The Saint scraped a match with his thumbnail and let the picture shroud itself in a blue haze.
“What about the men who were up here with Vaschetti?” he asked.
“I never saw anyone with him,” responded the house dick promptly.
He had a broad beam and an advancing stomach, so that he had some of the air of a frog standing upright.
“I didn’t get your name,” he said. “Mine’s Rowden.”
“You didn’t hear any commotion up here, Rowden?”r />
“I didn’t hear a thing. Not until the crash Vaschetti made going through the marquee. I didn’t even know he was back out of gaol until just now. Where’s Kinglake? He usually comes out on death cases.”
“He’ll be along,” Simon promised, with conviction.
There was one fascinating detail to consider, Simon observed as he narrowed down the broad outlines of the scene. In the middle of the strewn junk on the floor there was an almost new gladstone bag, empty and open, lying on its side. He moved to examine it more closely.

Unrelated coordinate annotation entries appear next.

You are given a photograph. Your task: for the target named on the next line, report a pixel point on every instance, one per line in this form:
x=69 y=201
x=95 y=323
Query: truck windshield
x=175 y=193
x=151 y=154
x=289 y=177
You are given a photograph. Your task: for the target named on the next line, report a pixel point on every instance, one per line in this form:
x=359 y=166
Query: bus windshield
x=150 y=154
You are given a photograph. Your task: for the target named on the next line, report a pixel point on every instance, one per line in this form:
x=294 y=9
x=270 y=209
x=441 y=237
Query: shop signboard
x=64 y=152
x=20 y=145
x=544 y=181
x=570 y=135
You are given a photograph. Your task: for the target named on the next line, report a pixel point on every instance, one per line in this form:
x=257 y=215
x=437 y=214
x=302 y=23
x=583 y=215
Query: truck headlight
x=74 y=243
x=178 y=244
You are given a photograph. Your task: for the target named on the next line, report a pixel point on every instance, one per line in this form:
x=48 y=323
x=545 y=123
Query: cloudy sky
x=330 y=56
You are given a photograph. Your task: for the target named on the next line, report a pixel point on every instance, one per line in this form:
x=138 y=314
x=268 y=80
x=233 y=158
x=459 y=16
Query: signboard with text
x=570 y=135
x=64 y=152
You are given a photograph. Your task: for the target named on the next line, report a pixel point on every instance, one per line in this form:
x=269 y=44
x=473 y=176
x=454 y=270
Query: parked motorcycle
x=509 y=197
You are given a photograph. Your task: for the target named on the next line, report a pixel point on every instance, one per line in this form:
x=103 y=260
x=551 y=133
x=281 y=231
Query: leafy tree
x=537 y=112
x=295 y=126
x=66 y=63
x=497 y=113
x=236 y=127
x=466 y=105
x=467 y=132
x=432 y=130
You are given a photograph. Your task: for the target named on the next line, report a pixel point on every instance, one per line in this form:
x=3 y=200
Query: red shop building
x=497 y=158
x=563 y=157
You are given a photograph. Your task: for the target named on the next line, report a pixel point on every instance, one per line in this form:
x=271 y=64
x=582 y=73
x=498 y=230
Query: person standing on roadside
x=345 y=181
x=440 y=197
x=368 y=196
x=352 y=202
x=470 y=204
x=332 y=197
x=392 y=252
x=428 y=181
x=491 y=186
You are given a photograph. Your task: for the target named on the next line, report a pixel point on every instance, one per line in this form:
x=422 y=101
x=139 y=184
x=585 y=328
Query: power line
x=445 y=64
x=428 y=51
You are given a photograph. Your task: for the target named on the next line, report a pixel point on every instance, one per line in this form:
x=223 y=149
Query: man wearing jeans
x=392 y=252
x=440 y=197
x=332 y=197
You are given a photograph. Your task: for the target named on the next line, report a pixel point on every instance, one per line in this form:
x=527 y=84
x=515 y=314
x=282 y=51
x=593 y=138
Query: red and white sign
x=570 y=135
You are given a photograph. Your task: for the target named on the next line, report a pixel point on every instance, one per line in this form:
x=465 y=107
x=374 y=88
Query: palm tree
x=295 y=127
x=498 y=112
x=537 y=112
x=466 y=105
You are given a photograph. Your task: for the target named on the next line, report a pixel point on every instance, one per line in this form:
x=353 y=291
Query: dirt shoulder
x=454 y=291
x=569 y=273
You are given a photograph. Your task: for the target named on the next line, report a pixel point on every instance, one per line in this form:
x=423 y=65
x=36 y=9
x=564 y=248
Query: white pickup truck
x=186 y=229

“Anybody else been up here?” he inquired.
“Nope. You’re the first. Funny I don’t know you. I thought I’d met all the plain-clothes men in Galveston.”
“Maybe you have,” said the Saint encouragingly.
Indubitably that was the gladstone which he had heard about. It even had the initials “H S M” gold-stamped beside the handle. But if there had ever been an ostrich-skin leather case in the lining, it wasn’t there any more. The lining had been slashed to ribbons, and you could have found a long-lost pin in it.
It was a picturesque mystery-museum piece, but that was all. The current questions were, how had it come to rest there, and why? Johan Blatt had removed it from the Ascot, and by no stretch of imagination could his description have been confused with that of the latest failure in the field of empirical levitation. Vaschetti and Blatt were even more different than chalk and cheese: they didn’t even begin with the same letter.
Simon Templar pondered that intensely for a time, while the house detective teetered batrachianly on his heels and gnawed on his bowsprit of cigar. The house detective, Simon thought, would surely have been a great help in detecting a house. Aside from that, he was evidently content to let nature and the Police Department take their course. He would have made Dick Tracey break out in a rectangular rash.
They remained in that sterile atmosphere until the sound of voices and footsteps in the corridor swelling rapidly louder presaged the advent of Lieutenant Kinglake and his cohorts.